Sánchez is a New York Times bestselling author whose debut poetry collection, “Lessons on Expulsion,” and her first young adult novel, “I Am Not Your Perfect Mexican Daughter,” were met with critical acclaim. She is a PEN America Open Book Award and National Book Award finalist, Fulbright Scholar; and was named the 2017-2019 Princeton Arts Fellow.

According to her website, she has “always been determined to defy borders of any kind,” especially since Sánchez is the daughter of undocumented Mexican immigrants.

Director of the Rose O’Neill Literary House Dr. James Hall and Sánchez discussed this aspect of her poetry.

In his introduction, Hall said Sánchez’s poems are “bridges” that “take us to many places, including the interior of the body where imagination and desire reside.”

The borders Sánchez discussed were defied through her teaching at Princeton and her writings.

When asked about teaching creative writing, Sánchez said she wants to undo the damage of teachers who portray poetry as a code.

“The way that I teach intro to poetry is by having students grow and enjoy language,” she said. “I don’t tell them what to think.”

This concept connected with sophomore Sarah Bowden, who said it reminded her of class with Hall.

“It was very focused on ‘What do you believe?’” Bowden said. “I appreciate the open-endedness.”

The defiance in Sánchez’s poetry was related to her culture.

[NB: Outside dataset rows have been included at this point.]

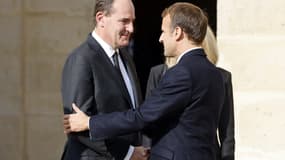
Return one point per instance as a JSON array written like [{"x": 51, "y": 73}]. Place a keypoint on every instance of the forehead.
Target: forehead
[
  {"x": 123, "y": 9},
  {"x": 165, "y": 22}
]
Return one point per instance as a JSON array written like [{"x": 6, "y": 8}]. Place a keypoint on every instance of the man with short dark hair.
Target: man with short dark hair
[
  {"x": 186, "y": 104},
  {"x": 100, "y": 77}
]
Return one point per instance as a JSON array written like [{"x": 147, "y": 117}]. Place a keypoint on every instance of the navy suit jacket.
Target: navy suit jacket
[
  {"x": 90, "y": 80},
  {"x": 185, "y": 106}
]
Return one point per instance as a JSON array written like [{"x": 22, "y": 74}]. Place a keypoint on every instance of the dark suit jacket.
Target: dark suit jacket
[
  {"x": 185, "y": 106},
  {"x": 90, "y": 80},
  {"x": 226, "y": 149}
]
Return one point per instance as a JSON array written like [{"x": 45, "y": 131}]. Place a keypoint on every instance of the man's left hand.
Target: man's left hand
[{"x": 75, "y": 122}]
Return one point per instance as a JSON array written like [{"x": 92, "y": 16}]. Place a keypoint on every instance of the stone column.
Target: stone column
[{"x": 251, "y": 39}]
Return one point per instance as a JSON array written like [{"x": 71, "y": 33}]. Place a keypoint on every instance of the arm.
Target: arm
[
  {"x": 77, "y": 87},
  {"x": 171, "y": 97},
  {"x": 226, "y": 124}
]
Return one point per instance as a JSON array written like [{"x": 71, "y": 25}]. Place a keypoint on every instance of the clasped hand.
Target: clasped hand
[{"x": 75, "y": 122}]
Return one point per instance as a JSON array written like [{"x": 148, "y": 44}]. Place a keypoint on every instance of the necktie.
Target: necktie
[{"x": 116, "y": 61}]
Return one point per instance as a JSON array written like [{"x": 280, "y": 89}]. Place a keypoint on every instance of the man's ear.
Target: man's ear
[
  {"x": 178, "y": 33},
  {"x": 100, "y": 19}
]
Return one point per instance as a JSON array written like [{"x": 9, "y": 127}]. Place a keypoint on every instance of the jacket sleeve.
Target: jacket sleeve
[{"x": 226, "y": 124}]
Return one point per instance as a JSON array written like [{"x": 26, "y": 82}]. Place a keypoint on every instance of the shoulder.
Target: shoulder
[
  {"x": 158, "y": 68},
  {"x": 225, "y": 73}
]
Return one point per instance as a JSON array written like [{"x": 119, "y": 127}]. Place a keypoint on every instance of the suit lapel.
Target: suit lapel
[{"x": 109, "y": 68}]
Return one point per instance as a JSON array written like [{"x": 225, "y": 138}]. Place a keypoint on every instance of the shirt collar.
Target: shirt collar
[
  {"x": 106, "y": 47},
  {"x": 188, "y": 50}
]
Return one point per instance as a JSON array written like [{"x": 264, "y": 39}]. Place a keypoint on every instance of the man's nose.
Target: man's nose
[{"x": 130, "y": 27}]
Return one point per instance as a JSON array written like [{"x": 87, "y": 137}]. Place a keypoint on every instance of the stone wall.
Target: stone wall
[
  {"x": 251, "y": 37},
  {"x": 36, "y": 36}
]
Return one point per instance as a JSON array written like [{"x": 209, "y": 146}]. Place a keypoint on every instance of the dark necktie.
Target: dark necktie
[{"x": 116, "y": 61}]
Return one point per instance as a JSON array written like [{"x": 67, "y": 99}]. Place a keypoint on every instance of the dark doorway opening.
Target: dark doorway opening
[{"x": 148, "y": 51}]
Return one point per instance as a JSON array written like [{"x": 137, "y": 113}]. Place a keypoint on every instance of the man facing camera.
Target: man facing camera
[
  {"x": 186, "y": 104},
  {"x": 100, "y": 77}
]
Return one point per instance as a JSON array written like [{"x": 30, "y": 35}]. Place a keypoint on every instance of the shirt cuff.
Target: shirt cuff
[{"x": 130, "y": 152}]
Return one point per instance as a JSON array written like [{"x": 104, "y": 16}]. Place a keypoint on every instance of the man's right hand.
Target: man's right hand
[{"x": 140, "y": 153}]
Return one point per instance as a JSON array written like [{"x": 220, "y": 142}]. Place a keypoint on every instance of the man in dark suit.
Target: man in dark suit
[
  {"x": 185, "y": 106},
  {"x": 100, "y": 84}
]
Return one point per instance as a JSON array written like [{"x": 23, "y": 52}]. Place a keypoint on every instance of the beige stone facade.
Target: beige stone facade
[
  {"x": 251, "y": 37},
  {"x": 37, "y": 35}
]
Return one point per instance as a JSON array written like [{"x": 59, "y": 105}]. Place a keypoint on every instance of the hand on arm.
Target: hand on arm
[
  {"x": 140, "y": 153},
  {"x": 75, "y": 122}
]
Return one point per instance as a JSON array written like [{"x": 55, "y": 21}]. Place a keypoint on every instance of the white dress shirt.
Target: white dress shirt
[{"x": 110, "y": 51}]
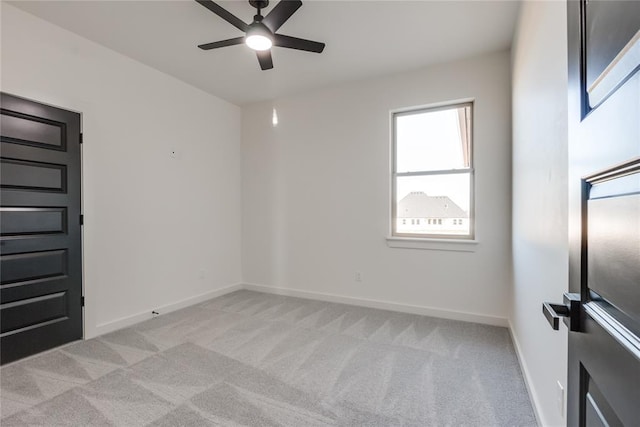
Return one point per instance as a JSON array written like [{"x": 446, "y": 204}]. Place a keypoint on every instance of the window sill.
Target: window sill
[{"x": 433, "y": 244}]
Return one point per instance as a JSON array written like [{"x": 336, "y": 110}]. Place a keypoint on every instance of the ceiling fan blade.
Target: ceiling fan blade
[
  {"x": 279, "y": 14},
  {"x": 265, "y": 60},
  {"x": 296, "y": 43},
  {"x": 224, "y": 14},
  {"x": 221, "y": 43}
]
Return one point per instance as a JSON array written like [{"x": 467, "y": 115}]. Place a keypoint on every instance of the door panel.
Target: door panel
[
  {"x": 40, "y": 257},
  {"x": 604, "y": 212}
]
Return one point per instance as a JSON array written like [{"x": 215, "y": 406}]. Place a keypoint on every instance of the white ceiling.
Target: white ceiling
[{"x": 363, "y": 39}]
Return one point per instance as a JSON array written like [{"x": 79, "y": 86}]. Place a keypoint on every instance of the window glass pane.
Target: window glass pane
[
  {"x": 433, "y": 140},
  {"x": 433, "y": 205}
]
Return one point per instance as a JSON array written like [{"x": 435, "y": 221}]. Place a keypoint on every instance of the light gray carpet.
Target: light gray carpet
[{"x": 255, "y": 359}]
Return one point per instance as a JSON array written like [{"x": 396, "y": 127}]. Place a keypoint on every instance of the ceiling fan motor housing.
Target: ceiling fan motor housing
[{"x": 259, "y": 4}]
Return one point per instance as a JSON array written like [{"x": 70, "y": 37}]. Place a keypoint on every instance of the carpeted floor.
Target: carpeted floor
[{"x": 255, "y": 359}]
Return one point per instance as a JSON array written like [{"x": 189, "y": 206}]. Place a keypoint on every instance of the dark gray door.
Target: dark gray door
[
  {"x": 604, "y": 209},
  {"x": 41, "y": 276}
]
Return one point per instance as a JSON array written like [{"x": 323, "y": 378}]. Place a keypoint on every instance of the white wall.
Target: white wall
[
  {"x": 152, "y": 223},
  {"x": 540, "y": 239},
  {"x": 316, "y": 197}
]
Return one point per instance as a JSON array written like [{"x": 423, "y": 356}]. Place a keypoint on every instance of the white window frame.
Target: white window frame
[{"x": 414, "y": 240}]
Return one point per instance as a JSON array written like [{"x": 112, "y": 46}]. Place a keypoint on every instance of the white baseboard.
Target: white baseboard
[
  {"x": 527, "y": 377},
  {"x": 124, "y": 322},
  {"x": 404, "y": 308}
]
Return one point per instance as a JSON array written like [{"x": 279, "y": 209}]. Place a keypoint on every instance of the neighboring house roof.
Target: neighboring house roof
[{"x": 419, "y": 205}]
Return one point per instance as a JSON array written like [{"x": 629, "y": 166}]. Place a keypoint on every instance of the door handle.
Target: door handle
[{"x": 569, "y": 311}]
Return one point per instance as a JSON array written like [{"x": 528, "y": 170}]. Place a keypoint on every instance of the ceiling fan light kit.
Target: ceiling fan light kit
[{"x": 261, "y": 35}]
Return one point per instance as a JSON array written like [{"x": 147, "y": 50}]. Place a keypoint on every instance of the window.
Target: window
[{"x": 433, "y": 171}]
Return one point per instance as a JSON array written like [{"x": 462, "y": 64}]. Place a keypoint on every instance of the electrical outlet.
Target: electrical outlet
[{"x": 560, "y": 397}]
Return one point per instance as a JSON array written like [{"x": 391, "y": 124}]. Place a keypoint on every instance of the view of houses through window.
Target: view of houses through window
[{"x": 432, "y": 177}]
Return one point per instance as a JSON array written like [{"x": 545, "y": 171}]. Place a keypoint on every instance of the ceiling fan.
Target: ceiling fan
[{"x": 261, "y": 35}]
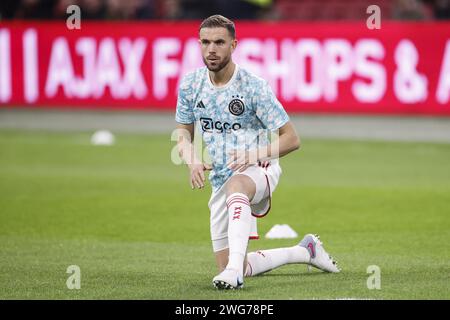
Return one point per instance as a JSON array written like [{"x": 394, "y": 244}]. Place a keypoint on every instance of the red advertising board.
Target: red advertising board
[{"x": 402, "y": 68}]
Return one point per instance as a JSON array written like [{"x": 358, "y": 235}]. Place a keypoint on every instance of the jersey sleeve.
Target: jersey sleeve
[
  {"x": 268, "y": 109},
  {"x": 184, "y": 113}
]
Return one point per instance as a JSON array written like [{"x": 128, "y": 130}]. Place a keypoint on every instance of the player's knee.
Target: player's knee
[{"x": 241, "y": 184}]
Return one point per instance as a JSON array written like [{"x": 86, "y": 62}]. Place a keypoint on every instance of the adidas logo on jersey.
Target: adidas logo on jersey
[{"x": 200, "y": 105}]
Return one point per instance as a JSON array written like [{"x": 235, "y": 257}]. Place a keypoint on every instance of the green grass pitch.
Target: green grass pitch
[{"x": 127, "y": 217}]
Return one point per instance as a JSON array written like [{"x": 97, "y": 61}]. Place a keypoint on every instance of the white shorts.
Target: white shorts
[{"x": 266, "y": 180}]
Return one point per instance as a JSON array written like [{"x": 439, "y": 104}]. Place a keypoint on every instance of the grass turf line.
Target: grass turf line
[{"x": 126, "y": 215}]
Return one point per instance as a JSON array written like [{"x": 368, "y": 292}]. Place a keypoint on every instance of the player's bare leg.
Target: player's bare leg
[{"x": 240, "y": 191}]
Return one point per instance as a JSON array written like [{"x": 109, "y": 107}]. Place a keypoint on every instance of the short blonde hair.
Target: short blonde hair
[{"x": 218, "y": 21}]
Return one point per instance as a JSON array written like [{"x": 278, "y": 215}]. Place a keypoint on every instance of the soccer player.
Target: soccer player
[{"x": 237, "y": 113}]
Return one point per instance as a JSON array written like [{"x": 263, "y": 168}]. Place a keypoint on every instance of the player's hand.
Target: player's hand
[
  {"x": 197, "y": 175},
  {"x": 240, "y": 160}
]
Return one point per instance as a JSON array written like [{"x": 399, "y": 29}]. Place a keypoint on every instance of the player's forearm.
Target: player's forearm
[
  {"x": 187, "y": 153},
  {"x": 285, "y": 144}
]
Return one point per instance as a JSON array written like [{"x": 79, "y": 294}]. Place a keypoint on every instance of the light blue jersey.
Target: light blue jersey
[{"x": 239, "y": 115}]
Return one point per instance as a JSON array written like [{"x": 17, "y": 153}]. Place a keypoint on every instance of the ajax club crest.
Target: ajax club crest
[{"x": 236, "y": 106}]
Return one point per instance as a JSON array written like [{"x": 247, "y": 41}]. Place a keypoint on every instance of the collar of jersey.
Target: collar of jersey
[{"x": 229, "y": 83}]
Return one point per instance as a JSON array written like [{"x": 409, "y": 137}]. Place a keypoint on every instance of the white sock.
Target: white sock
[
  {"x": 239, "y": 225},
  {"x": 265, "y": 260}
]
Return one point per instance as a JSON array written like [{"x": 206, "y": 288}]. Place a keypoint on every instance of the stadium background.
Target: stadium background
[{"x": 373, "y": 176}]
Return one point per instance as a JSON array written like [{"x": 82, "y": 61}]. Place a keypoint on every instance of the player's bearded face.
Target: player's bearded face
[{"x": 217, "y": 47}]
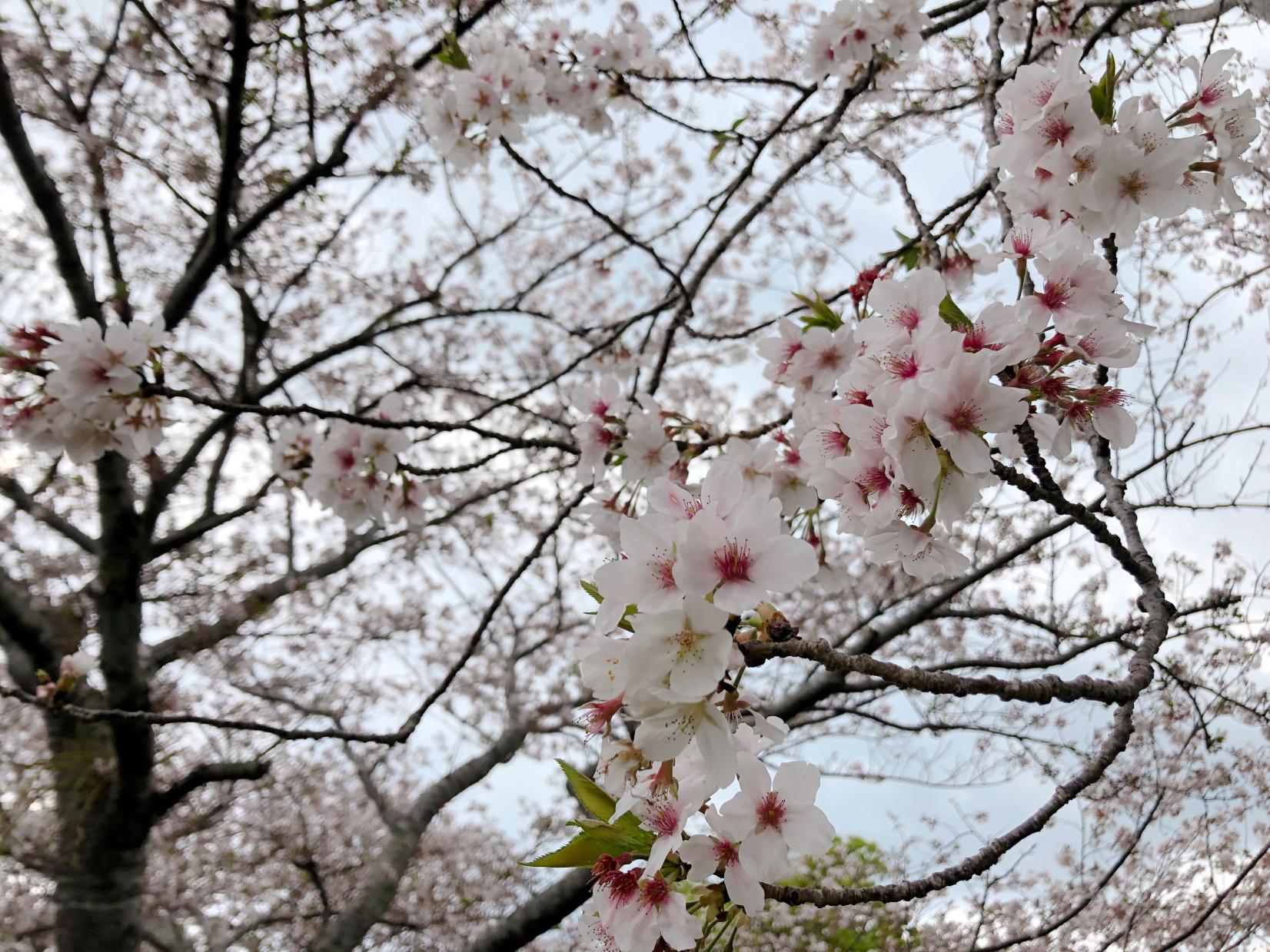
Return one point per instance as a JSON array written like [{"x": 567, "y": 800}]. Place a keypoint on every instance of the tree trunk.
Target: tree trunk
[
  {"x": 99, "y": 875},
  {"x": 105, "y": 771}
]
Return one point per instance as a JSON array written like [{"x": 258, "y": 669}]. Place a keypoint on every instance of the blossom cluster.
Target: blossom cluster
[
  {"x": 502, "y": 85},
  {"x": 354, "y": 467},
  {"x": 893, "y": 416},
  {"x": 1069, "y": 155},
  {"x": 846, "y": 38},
  {"x": 693, "y": 576},
  {"x": 79, "y": 389},
  {"x": 613, "y": 430}
]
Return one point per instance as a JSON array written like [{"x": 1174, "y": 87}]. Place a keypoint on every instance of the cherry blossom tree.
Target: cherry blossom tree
[{"x": 401, "y": 396}]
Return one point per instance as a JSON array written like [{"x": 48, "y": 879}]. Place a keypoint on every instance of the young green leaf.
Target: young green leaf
[
  {"x": 822, "y": 315},
  {"x": 952, "y": 315},
  {"x": 452, "y": 55},
  {"x": 590, "y": 794}
]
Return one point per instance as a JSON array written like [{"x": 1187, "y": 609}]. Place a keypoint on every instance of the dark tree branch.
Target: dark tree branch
[
  {"x": 47, "y": 202},
  {"x": 201, "y": 776}
]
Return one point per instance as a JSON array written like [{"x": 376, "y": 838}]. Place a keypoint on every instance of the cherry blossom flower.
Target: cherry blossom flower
[
  {"x": 658, "y": 911},
  {"x": 683, "y": 650},
  {"x": 706, "y": 854},
  {"x": 646, "y": 576},
  {"x": 743, "y": 559},
  {"x": 777, "y": 814},
  {"x": 664, "y": 733},
  {"x": 921, "y": 554},
  {"x": 664, "y": 815},
  {"x": 964, "y": 405}
]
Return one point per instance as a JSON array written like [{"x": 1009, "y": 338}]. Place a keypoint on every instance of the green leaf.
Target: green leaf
[
  {"x": 452, "y": 55},
  {"x": 588, "y": 792},
  {"x": 822, "y": 315},
  {"x": 909, "y": 253},
  {"x": 1102, "y": 93},
  {"x": 952, "y": 315},
  {"x": 598, "y": 839}
]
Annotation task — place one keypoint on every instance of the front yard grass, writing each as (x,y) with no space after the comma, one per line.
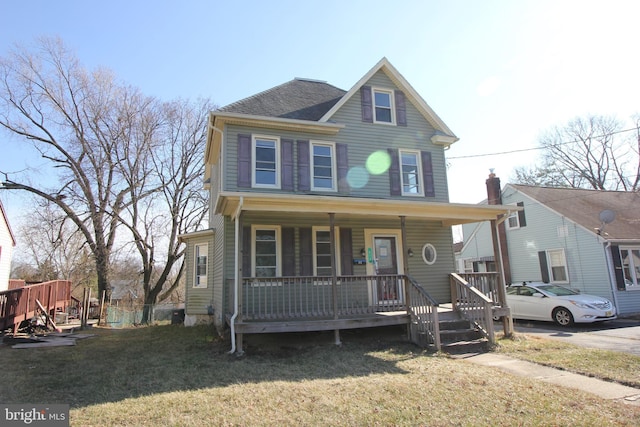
(177,376)
(608,365)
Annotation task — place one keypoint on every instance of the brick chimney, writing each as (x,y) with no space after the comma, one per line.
(494,197)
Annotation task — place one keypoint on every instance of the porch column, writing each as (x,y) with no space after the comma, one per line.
(334,276)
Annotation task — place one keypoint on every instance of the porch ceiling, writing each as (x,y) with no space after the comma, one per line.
(230,203)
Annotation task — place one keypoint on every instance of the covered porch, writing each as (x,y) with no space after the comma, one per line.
(369,296)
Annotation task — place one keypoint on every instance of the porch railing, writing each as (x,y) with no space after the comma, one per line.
(424,329)
(473,305)
(311,297)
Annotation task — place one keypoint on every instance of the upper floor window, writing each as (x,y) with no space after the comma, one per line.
(383,106)
(266,166)
(411,172)
(201,252)
(266,251)
(323,166)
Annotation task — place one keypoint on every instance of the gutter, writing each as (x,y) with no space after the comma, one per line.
(236,277)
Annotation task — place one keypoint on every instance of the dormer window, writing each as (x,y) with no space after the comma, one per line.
(383,106)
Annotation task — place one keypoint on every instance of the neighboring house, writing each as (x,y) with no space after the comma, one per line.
(584,239)
(7,242)
(322,202)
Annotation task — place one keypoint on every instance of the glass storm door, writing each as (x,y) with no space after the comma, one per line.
(386,263)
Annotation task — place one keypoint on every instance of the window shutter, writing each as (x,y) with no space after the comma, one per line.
(394,173)
(544,267)
(304,171)
(617,267)
(342,154)
(306,252)
(244,161)
(246,251)
(522,220)
(288,251)
(367,104)
(286,154)
(427,174)
(346,252)
(401,108)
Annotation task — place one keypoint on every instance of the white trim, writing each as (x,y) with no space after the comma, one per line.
(275,228)
(334,167)
(254,159)
(418,155)
(315,229)
(200,281)
(392,105)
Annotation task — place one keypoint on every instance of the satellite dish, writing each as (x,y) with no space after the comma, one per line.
(607,216)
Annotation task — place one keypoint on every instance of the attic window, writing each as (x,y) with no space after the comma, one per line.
(383,106)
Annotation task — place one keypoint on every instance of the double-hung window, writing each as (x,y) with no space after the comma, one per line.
(323,166)
(266,251)
(630,258)
(266,166)
(322,251)
(383,106)
(201,252)
(411,171)
(557,266)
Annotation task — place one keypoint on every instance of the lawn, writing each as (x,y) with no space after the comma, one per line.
(177,376)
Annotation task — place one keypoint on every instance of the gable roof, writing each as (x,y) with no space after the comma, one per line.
(584,206)
(301,99)
(410,93)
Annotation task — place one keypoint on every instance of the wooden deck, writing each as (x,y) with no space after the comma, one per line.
(20,304)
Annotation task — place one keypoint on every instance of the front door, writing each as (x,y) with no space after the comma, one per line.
(385,258)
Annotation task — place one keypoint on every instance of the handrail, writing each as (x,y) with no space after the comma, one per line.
(424,327)
(472,305)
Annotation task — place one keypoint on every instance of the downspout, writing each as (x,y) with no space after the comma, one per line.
(612,274)
(236,277)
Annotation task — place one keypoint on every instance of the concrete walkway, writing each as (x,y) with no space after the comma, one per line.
(604,389)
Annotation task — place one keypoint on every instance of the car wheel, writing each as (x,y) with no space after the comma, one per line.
(562,316)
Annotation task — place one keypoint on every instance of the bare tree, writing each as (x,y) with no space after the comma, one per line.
(81,123)
(590,152)
(180,206)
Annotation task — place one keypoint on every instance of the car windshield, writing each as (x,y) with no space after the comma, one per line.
(557,291)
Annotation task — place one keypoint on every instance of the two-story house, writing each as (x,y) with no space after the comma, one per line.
(327,208)
(588,240)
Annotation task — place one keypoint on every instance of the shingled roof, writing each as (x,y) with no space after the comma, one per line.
(584,207)
(300,99)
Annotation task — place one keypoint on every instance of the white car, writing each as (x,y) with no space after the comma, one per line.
(545,301)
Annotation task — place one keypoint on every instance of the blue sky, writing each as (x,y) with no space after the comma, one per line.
(497,72)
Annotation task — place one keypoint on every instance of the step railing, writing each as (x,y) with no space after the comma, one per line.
(473,305)
(424,327)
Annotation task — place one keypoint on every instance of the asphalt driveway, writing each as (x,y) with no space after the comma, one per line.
(616,335)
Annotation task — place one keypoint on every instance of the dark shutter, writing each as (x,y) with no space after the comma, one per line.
(394,173)
(617,267)
(306,252)
(288,251)
(367,105)
(244,160)
(304,172)
(343,167)
(427,174)
(522,220)
(286,150)
(246,251)
(346,252)
(401,108)
(544,267)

Sánchez is bilingual and incorporates Spanish and pre-Colombian words in her poetry to, as she said, “honor her indigenous past.”

This is highlighted throughout her poetry in its narratives, language, and setting.

During the reading, Sánchez presented 12 poems. Nine of them were published in “Lessons on Expulsion,” two were new unpublished works, and one was from another author. She opened with the guest poem, Tyree Daye’s “Neuse River.”

“I feel like so much of my success is due to the help of other people, and so I feel like I need to pay it forward and propel other writers as well,” said Sánchez in way of explaining her decision.

This piece was followed by the first poem of her collection, “Quinceañera,” and another, “Saudade.” These were accompanied by a new poem titled “A Promise.” She continued with “A Woman Runs on the First Day of Spring,” “Forty-Three,” “Poems of my Humiliation,” “On the Eve of the Tepehuán Revolt,” and “Self-Portrait.”

Sánchez delved into her heritage with “Forty-Three” and “On the Eve of the Tepehuán Revolt.” The first was inspired by the 2014 disappearance of 43 students in Iguala, Mexico, while the second depicted the 1616 Tepehuán Indians’ attempted uprising against Spanish control in Mexico.

She finished the reading with the unpublished poem, “My Angry 2018 Poem,” and two published pieces “Donkey Poem”  and “Six Months after Contemplating Suicide.”

While her writings covered uncomfortable issues, Hall described her poetry as having “grit and beauty.”

He said the narratives she depicts are both sites of suffering as well as “the wellspring of empathy.”